Stepping carefully in their stocking feet, the musicians thread their way among the array of low-lying gongs, drums, and metallophones and lower themselves cross-legged onto the floor. Lifting their padded mallets, they begin to play. The ringing sound of the metal bars, punctuated by the dry slap of the drum and the gong’s shimmering resonance, come together in a gentle, unhurried rhythm, a flowing narrative that seems to capture the miraculous within the pulse of the everyday.
This is gamelan, a word that refers to the extensive ensemble of percussion instruments now filling this room in Hilles. Originating in the Indonesian islands of Java and Bali, gamelan has been spreading internationally. There are many gamelan groups in the United States, playing both traditional and contemporary Indonesian music and pieces by local composers. This year, gamelan is making its debut at Harvard.
“Gamelan in Performance and Composition” is a proseminar taught by Music Professor Richard Wolf, an ethnomusicologist who specializes in the musical traditions of South Asia. The fact that the course exists at all and that Wolf’s students are actually learning to play the gamelan as well as studying it is due to a serendipitous series of events that began in 1939 with a visit by a young American composer to the Golden Gate International Exposition on San Francisco’s Treasure Island.
The composer was Lou Harrison (1917–2003), whose operas, ballets, orchestral music, and film scores were to earn him an honored place in the history of 20th century music. It was at the exposition that Harrison heard his first live gamelan performance. The sound of the instruments stuck with him, and those early impressions were reinforced when he visited East Asia in the early 1960s. After returning to his home in Aptos, Calif., Harrison and his partner, William Colvig, an electrician and amateur musician, designed and built percussion instruments inspired by those sounds, including a set they called an “American gamelan.” Eventually, they built a full Javanese-style gamelan, using non-traditional materials such as plywood and aircraft aluminum, and tuning the instruments with the aid of an oscilloscope.
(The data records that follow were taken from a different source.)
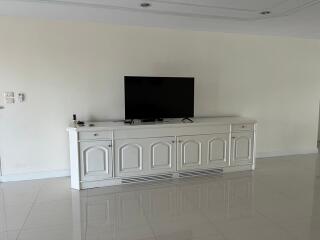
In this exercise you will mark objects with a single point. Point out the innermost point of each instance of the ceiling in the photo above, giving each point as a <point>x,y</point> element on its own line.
<point>299,18</point>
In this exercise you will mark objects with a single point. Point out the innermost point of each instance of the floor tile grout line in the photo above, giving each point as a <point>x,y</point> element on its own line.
<point>148,221</point>
<point>31,208</point>
<point>270,220</point>
<point>206,217</point>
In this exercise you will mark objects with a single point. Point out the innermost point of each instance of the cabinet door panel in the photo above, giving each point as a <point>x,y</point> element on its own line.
<point>218,150</point>
<point>146,156</point>
<point>190,152</point>
<point>95,160</point>
<point>129,157</point>
<point>162,152</point>
<point>242,148</point>
<point>203,151</point>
When Harrison was invited by the Javanese master K.P.H. Notoprojo to compose for Javanese instruments, he consulted Jody Diamond, a composer, performer, writer, and educator who had spent several years studying gamelan. Founder of the American Gamelan Institute and editor of its journal, Balungan, Diamond is considered one of the foremost experts on this musical form. She and Harrison collaborated over many years, and when Harrison died, he left Diamond his own personal gamelan, named Si Betty for Betty Freeman, a legendary patron of the arts and supporter of many contemporary classical composers. Si is a Javanese honorific.
Because there was no place available to house and play this unique set of instruments, Diamond, now a senior lecturer in Dartmouth’s Asian and Middle Eastern Studies Program, sought a home for them where they could be fully utilized and appreciated.
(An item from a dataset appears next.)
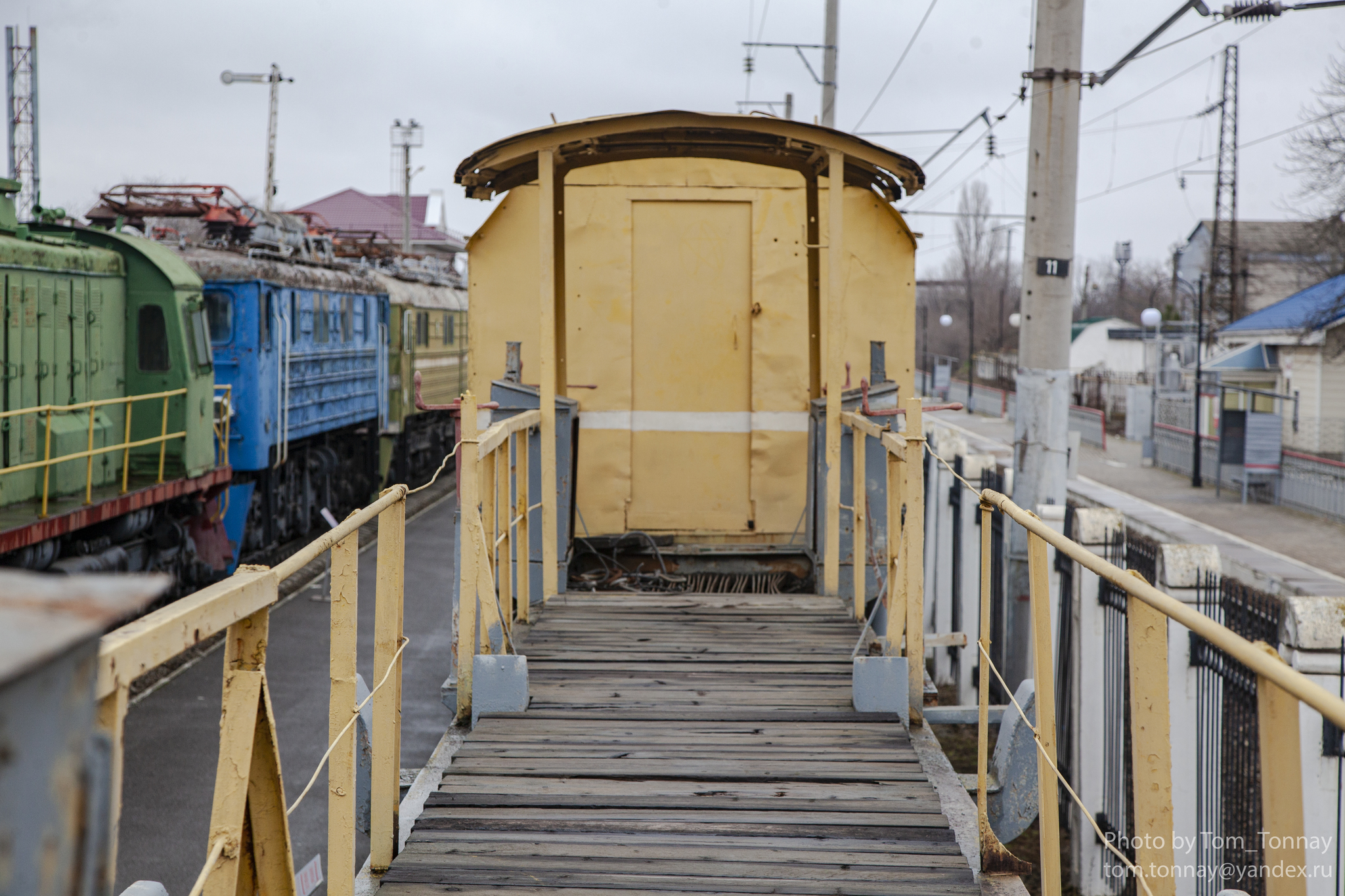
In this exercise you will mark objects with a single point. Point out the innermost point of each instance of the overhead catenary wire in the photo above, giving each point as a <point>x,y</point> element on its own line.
<point>900,60</point>
<point>354,715</point>
<point>1193,161</point>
“I was looking for a home for Si Betty because I believe that, in general, instruments should be played, especially instruments as unique and significant as these, and that Lou had entrusted Si Betty to me because I had the knowledge and experience to keep the gamelan playing in important and creative ways,” Diamond said.
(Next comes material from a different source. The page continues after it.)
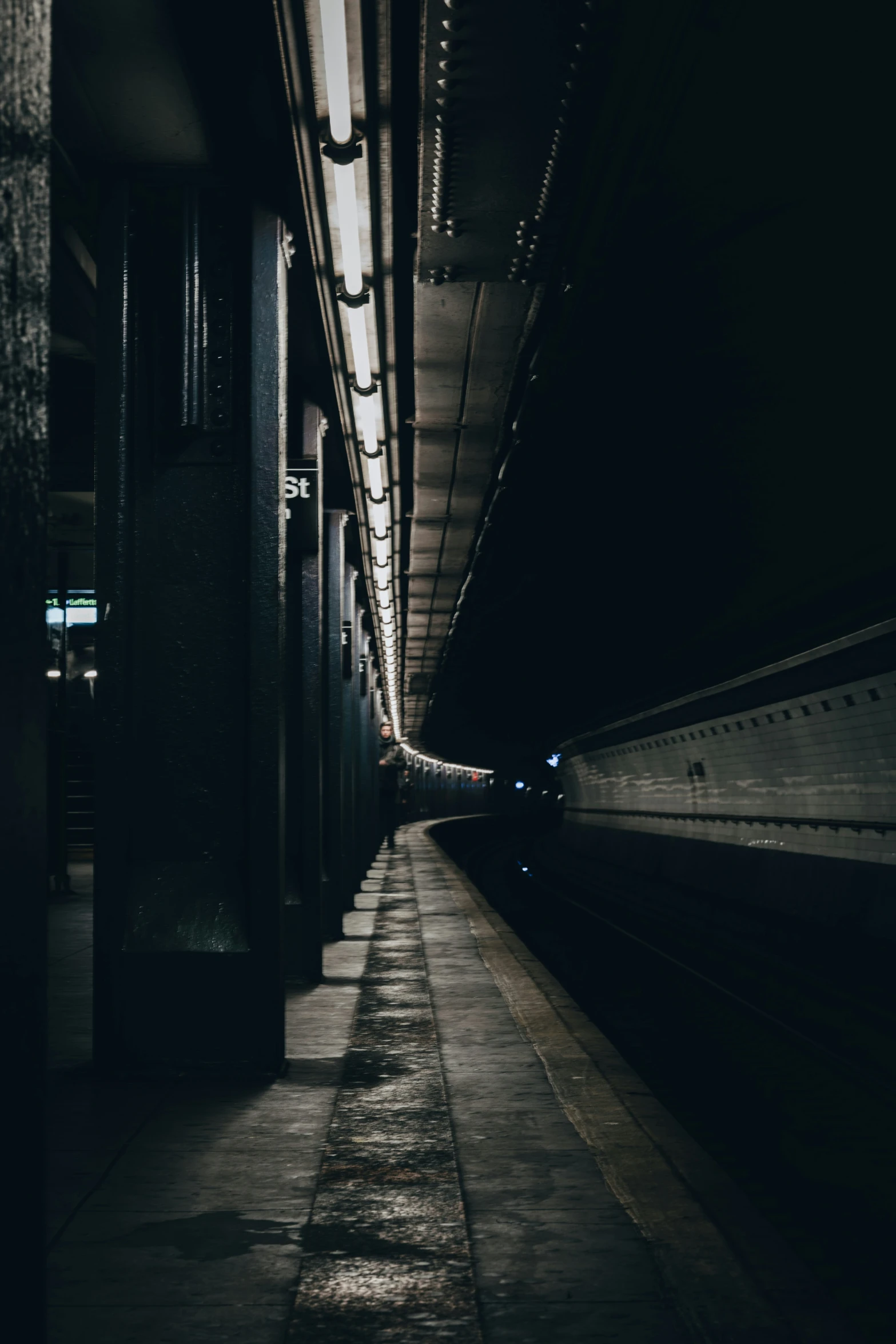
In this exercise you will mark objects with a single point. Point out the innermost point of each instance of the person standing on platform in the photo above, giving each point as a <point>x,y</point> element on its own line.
<point>389,772</point>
Her search coincided with a quest by Harvard scholars for just such an ensemble. An agreement was made, and the gamelan came to Harvard. With it came Diamond herself, with an appointment as artist in residence and the job of creating an ensemble for contemporary gamelan music, and also serving as a resource for students and professors across disciplines and departments.
One of her first contributions has been to supplement Wolf’s class by teaching a weekly workshop in gamelan performance. Wolf hopes that eventually students trained by Diamond will go on to form a self-sustaining gamelan club, attracting interested newcomers and putting on gamelan concerts.
The chances for such a development seem good. Because gamelan music consists of many different parts of widely varying difficulty and complexity, it is both accessible to beginning performers while offering ample opportunity for the aspiring virtuoso.
“It can be a very high art, but also a very open invitation to music making,” Diamond said.